Project Overview
This case study focuses on building a multilingual Retrieval-Augmented Generation (RAG) system using two advanced open-source language models: meta-llama/Meta-Llama-3.1-8B-Instruct and mistralai/Mistral-7B-Instruct-v0.3. The system aims to answer questions in both Hindi and English by retrieving relevant information and generating accurate responses in the appropriate language. A key challenge is ensuring the system’s performance in both languages, particularly when the original data is available only in English.
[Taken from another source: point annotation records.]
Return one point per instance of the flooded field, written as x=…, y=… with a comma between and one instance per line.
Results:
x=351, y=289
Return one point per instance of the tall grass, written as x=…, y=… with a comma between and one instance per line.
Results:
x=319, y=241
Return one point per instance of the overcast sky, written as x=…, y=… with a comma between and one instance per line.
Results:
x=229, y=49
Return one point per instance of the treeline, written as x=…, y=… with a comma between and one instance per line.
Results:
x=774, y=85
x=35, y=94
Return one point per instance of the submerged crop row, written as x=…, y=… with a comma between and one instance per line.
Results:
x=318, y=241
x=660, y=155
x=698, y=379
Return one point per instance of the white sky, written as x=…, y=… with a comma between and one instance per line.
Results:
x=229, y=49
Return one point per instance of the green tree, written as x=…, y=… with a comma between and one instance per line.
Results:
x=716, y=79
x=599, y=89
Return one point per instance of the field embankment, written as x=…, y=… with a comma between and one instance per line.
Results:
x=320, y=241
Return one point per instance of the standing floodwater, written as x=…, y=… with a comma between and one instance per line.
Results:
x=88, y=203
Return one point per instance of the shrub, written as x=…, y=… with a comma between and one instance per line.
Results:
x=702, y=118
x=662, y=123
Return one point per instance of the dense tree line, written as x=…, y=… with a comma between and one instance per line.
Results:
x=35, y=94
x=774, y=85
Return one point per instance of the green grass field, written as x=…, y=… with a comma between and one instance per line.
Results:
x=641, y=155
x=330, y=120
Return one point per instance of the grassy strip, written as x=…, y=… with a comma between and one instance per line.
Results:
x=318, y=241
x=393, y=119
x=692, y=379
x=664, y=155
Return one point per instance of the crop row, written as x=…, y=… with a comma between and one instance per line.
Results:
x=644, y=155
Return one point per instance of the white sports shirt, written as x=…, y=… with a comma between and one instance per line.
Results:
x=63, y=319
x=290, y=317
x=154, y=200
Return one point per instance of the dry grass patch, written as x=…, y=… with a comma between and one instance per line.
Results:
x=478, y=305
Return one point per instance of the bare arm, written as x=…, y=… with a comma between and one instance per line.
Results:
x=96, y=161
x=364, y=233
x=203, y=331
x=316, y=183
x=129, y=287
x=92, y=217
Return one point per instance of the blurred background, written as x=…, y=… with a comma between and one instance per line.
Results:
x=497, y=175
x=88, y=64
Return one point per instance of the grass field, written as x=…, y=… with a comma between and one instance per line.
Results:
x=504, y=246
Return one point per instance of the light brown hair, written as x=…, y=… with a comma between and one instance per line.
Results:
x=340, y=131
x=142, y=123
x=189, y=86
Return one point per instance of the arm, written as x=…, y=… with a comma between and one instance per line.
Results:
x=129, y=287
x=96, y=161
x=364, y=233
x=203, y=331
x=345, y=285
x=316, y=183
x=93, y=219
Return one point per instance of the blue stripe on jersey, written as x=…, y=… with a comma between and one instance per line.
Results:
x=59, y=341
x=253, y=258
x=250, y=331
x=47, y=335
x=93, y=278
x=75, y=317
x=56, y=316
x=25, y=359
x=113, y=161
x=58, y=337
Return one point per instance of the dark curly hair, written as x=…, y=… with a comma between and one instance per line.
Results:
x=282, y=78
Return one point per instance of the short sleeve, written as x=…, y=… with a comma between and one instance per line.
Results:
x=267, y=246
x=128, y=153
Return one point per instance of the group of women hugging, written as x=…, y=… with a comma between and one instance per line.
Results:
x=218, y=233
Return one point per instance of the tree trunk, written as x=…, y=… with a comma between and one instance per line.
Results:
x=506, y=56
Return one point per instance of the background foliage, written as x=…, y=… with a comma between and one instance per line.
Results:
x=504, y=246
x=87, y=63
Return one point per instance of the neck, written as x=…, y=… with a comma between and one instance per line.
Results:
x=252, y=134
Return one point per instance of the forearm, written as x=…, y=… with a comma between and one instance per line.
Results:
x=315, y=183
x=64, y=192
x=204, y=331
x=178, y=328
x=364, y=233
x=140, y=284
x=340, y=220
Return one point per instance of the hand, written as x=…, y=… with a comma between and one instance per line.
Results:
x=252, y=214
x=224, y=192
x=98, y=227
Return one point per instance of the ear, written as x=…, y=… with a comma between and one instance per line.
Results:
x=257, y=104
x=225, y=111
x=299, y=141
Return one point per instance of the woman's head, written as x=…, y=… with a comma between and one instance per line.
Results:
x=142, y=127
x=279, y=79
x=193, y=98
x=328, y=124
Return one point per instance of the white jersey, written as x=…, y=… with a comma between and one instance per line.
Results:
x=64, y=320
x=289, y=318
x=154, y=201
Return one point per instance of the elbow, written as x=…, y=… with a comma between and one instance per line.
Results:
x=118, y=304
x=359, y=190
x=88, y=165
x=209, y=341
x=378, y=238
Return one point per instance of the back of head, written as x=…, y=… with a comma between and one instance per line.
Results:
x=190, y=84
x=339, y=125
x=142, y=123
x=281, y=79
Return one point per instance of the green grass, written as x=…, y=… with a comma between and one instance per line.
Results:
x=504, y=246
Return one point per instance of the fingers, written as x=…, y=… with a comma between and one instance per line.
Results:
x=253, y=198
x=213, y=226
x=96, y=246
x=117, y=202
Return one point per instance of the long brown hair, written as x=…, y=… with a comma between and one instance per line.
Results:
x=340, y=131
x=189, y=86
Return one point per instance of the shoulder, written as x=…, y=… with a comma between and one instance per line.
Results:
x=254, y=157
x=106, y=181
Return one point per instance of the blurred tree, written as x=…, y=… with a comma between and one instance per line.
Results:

To evaluate the system, we focus on two main aspects: the accuracy of the generated responses and the effectiveness of language detection.
Objective
The primary objective is to create a robust RAG system that can handle bilingual queries, retrieve pertinent information from a corpus embedded in English, and generate answers in the language of the query. This system aims to demonstrate the versatility of the “meta-llama/Meta-Llama-3.1-8B-Instruct” and “mistralai/Mistral-7B-Instruct-v0.3” models in a multilingual context.
Language Models:
1. Meta-LLaMA (Meta-Llama-3.1-8B-Instruct):
Meta-Llama-3-8B-Instruct is an 8 billion parameter language model developed by Meta AI. It’s based on the Transformer architecture and is likely an evolution of the Llama 2 series. This model is specifically designed for instruction-following tasks and is trained on a vast corpus of internet text, potentially including code and multilingual data. It’s known for its efficient performance and strong capabilities across various NLP tasks, particularly in areas like code generation and multilingual processing. However, its relatively smaller size compared to larger language models may limit its performance on extremely complex tasks.
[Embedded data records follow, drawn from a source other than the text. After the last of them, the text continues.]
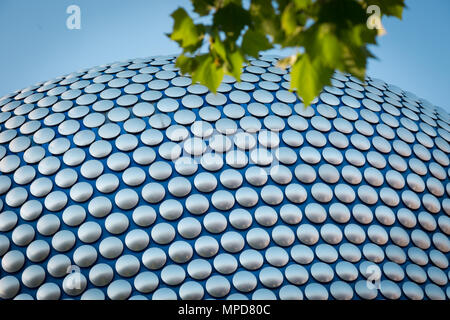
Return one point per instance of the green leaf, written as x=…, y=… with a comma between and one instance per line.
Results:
x=203, y=7
x=185, y=32
x=309, y=78
x=231, y=19
x=253, y=42
x=302, y=4
x=288, y=22
x=389, y=7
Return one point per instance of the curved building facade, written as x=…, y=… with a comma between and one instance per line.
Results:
x=127, y=181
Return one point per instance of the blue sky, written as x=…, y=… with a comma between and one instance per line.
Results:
x=36, y=45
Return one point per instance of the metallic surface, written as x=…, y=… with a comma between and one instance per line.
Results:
x=127, y=181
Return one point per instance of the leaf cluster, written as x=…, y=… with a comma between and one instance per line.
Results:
x=329, y=35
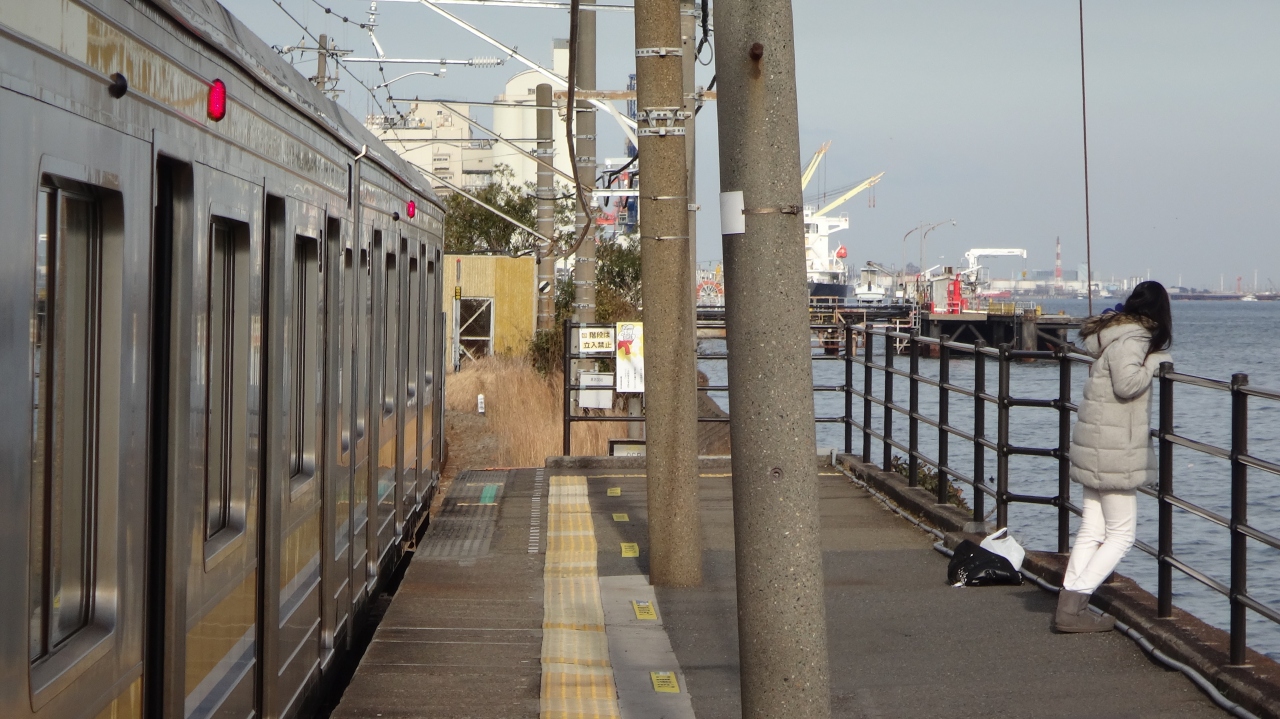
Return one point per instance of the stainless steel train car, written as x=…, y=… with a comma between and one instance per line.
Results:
x=220, y=348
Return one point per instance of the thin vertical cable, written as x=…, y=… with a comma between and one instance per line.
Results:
x=1084, y=129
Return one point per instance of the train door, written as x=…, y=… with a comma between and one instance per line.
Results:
x=426, y=407
x=295, y=462
x=339, y=266
x=388, y=307
x=440, y=344
x=205, y=635
x=412, y=380
x=362, y=433
x=74, y=209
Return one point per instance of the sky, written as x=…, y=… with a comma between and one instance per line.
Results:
x=972, y=110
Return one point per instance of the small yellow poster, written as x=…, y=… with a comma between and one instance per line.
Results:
x=630, y=357
x=664, y=682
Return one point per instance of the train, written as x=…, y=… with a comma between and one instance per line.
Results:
x=223, y=342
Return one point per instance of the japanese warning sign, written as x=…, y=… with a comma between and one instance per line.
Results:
x=630, y=356
x=595, y=340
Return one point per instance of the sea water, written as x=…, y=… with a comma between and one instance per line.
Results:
x=1211, y=339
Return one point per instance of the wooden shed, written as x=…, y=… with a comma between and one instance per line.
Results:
x=498, y=303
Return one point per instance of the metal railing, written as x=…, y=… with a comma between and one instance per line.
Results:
x=1004, y=401
x=859, y=344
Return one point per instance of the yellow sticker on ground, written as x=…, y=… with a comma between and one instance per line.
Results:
x=664, y=682
x=644, y=609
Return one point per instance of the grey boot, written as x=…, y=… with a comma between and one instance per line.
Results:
x=1073, y=614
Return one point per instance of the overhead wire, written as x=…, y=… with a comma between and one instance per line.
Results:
x=341, y=64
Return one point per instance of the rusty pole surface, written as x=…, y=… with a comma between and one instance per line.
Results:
x=585, y=165
x=545, y=209
x=671, y=371
x=782, y=624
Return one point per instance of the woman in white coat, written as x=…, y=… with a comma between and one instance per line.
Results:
x=1111, y=448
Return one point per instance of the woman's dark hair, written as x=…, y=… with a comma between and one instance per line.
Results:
x=1150, y=301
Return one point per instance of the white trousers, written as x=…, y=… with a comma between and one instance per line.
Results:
x=1107, y=530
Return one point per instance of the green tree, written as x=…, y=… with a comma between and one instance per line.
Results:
x=470, y=228
x=617, y=279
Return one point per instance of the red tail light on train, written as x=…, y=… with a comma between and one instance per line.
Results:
x=216, y=100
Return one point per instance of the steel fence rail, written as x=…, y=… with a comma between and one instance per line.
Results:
x=876, y=347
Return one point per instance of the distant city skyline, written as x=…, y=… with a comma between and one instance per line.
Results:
x=972, y=110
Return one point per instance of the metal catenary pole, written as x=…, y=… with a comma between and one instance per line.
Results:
x=689, y=45
x=584, y=141
x=545, y=210
x=782, y=653
x=671, y=371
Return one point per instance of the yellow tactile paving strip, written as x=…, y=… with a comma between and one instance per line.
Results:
x=577, y=681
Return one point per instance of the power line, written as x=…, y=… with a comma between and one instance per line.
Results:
x=341, y=64
x=344, y=18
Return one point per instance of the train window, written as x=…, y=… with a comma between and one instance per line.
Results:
x=64, y=415
x=225, y=367
x=366, y=312
x=391, y=335
x=304, y=358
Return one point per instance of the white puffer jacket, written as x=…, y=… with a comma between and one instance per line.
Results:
x=1111, y=445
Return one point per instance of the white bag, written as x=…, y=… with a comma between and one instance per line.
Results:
x=1006, y=546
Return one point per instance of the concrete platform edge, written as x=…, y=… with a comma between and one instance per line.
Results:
x=1184, y=637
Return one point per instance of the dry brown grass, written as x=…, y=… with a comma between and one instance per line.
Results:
x=524, y=412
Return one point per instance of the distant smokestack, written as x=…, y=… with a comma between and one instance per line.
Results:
x=1057, y=265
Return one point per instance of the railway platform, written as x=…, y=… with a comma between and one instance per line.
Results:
x=528, y=598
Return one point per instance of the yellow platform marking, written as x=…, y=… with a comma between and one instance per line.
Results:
x=664, y=682
x=577, y=682
x=644, y=609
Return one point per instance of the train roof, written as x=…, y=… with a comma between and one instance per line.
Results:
x=224, y=31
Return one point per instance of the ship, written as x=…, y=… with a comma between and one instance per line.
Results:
x=826, y=269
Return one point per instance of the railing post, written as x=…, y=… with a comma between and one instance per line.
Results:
x=888, y=403
x=568, y=410
x=1165, y=549
x=944, y=416
x=1064, y=449
x=849, y=388
x=913, y=431
x=1239, y=513
x=979, y=431
x=867, y=393
x=1002, y=442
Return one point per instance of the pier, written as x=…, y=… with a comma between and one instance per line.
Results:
x=479, y=626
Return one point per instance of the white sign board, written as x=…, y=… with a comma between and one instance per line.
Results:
x=595, y=398
x=630, y=357
x=595, y=340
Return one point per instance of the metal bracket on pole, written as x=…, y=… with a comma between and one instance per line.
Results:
x=659, y=53
x=784, y=210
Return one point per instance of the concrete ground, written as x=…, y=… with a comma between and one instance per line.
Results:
x=464, y=635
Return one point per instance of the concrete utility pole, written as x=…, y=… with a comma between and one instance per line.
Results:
x=782, y=624
x=584, y=123
x=671, y=371
x=689, y=45
x=545, y=209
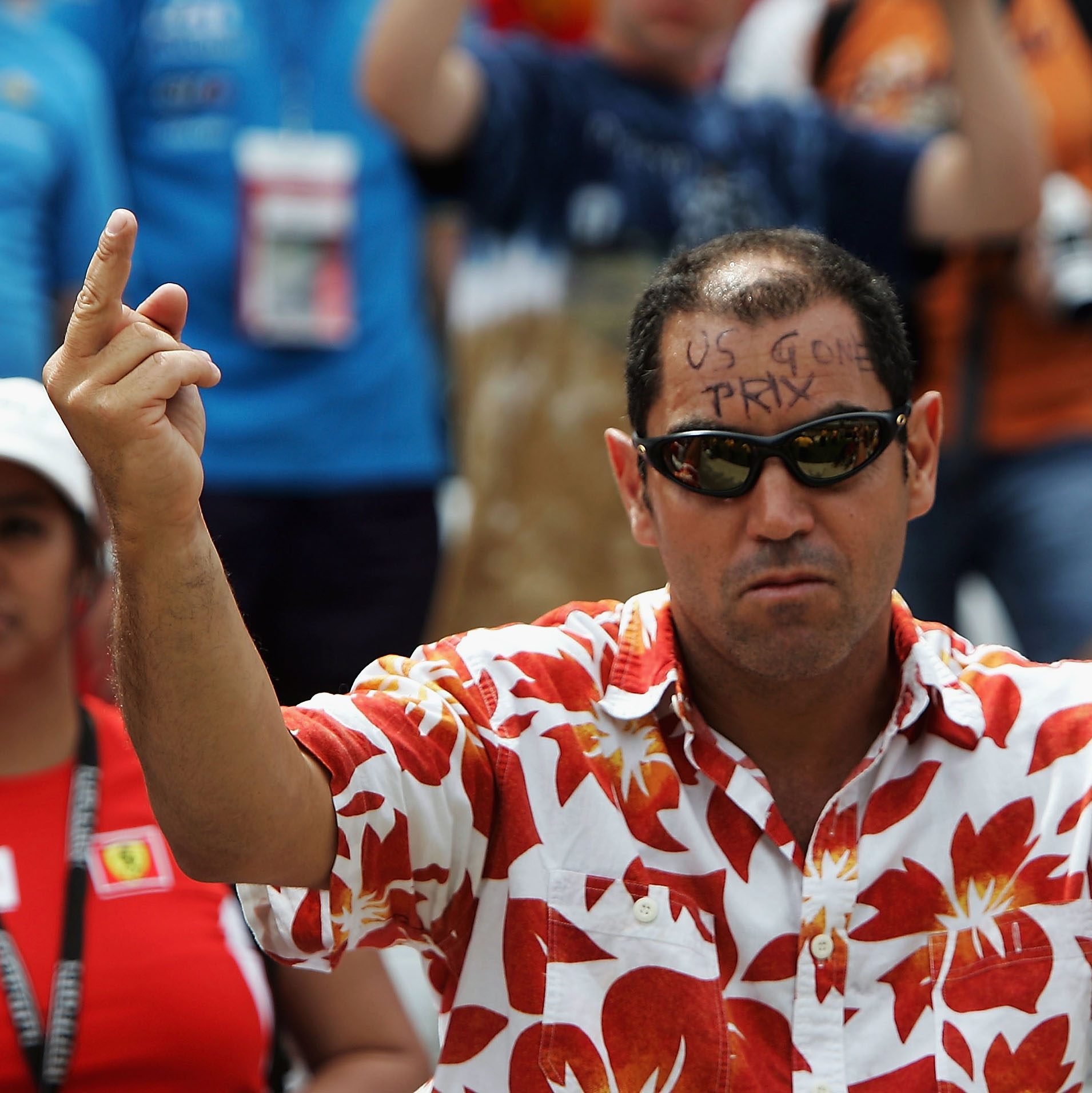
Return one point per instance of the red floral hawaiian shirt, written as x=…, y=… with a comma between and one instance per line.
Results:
x=607, y=897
2. Mistral (Mistral-7B-Instruct-v0.3):
Mistral-7B-Instruct-v0.3 is a 7 billion parameter language model created by Mistral AI. Built on the Transformer architecture with potential optimizations, this model is trained on a diverse dataset and is optimized for instruction-following tasks. Despite its compact size, Mistral-7B is known for its highly efficient performance and strong capabilities across a wide range of NLP tasks. It offers a good balance between model size and performance, making it suitable for various applications. Like the Llama model, its smaller size may pose limitations for very complex tasks, but its efficiency and strong instruction-following abilities make it a powerful tool for many NLP applications.
Document Embedding:
Document Embedding consists of two key components: the vector database and the embedding model.
We can embed documents using the embedding model and store them in a vector database for future reference.
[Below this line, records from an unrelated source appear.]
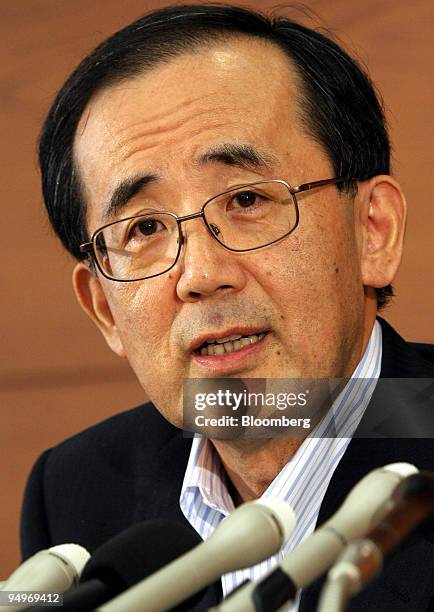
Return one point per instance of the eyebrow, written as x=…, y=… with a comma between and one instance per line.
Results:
x=238, y=155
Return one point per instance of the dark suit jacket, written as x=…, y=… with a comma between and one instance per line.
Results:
x=130, y=468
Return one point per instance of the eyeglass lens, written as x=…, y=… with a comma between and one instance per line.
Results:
x=242, y=219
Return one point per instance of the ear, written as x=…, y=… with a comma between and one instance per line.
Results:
x=383, y=215
x=92, y=299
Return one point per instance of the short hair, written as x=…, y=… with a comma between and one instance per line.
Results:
x=340, y=108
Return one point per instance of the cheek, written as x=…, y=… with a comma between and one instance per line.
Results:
x=314, y=276
x=144, y=313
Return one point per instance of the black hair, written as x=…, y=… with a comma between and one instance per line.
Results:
x=340, y=108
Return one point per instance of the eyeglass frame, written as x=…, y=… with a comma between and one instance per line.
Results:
x=89, y=248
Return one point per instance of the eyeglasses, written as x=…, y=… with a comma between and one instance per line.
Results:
x=244, y=218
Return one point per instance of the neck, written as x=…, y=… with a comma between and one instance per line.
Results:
x=252, y=465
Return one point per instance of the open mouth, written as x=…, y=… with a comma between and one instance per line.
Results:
x=228, y=344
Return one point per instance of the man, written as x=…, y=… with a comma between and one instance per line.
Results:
x=223, y=180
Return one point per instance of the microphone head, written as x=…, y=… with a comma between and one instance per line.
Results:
x=139, y=551
x=401, y=469
x=282, y=513
x=74, y=555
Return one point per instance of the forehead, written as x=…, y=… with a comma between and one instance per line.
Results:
x=239, y=91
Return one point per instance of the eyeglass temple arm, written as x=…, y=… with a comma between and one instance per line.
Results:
x=87, y=247
x=307, y=186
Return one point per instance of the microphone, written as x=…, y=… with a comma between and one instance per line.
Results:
x=363, y=507
x=55, y=569
x=363, y=559
x=253, y=532
x=127, y=558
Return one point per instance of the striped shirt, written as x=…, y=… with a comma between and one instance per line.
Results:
x=302, y=482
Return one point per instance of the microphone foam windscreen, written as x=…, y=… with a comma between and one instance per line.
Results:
x=139, y=551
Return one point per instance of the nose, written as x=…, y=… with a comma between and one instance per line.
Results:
x=206, y=268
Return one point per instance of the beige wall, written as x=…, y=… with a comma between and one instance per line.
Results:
x=56, y=374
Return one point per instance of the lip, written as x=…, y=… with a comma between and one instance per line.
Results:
x=218, y=335
x=228, y=362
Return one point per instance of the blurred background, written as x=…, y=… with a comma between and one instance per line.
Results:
x=57, y=376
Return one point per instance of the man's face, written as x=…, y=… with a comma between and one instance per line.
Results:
x=304, y=292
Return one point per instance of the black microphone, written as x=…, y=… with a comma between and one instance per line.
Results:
x=363, y=559
x=127, y=558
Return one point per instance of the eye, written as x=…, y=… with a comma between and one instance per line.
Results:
x=245, y=199
x=145, y=227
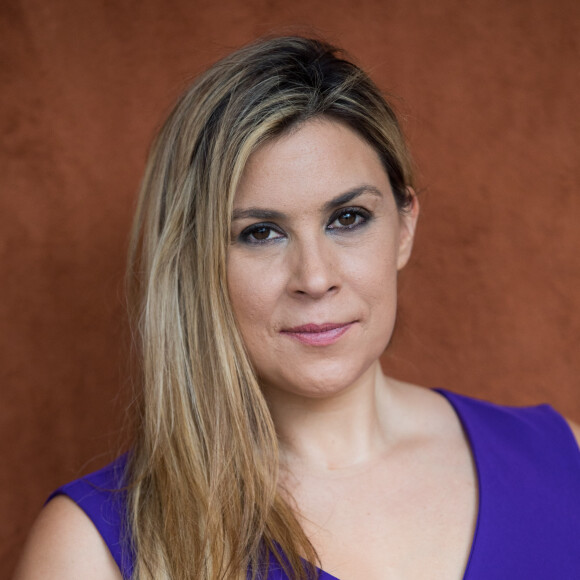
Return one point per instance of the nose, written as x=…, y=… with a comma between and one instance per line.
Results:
x=314, y=270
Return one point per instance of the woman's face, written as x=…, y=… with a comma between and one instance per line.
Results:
x=317, y=241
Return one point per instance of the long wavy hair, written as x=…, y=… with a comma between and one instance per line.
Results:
x=203, y=494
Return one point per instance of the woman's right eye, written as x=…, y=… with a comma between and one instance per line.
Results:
x=260, y=234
The section below explains this in more detail.
1. Embedding Model - LaBSE (Language-Agnostic BERT Sentence Embedding):
LaBSE, or Language-agnostic BERT Sentence Embedding, is a multilingual sentence embedding.
It’s designed to create semantically meaningful vector representations of sentences across 109 languages. It’s designed to create semantically meaningful vector representations of sentences across 109 languages.
2. Vector Database - Chroma:
Chroma is an open-source embedding database designed for building AI applications with embeddings and natural language processing. It provides a simple, fast, and scalable solution for storing and querying high-dimensional vector data. Chroma is particularly well-suited for applications like semantic search, recommendation systems, and similarity matching.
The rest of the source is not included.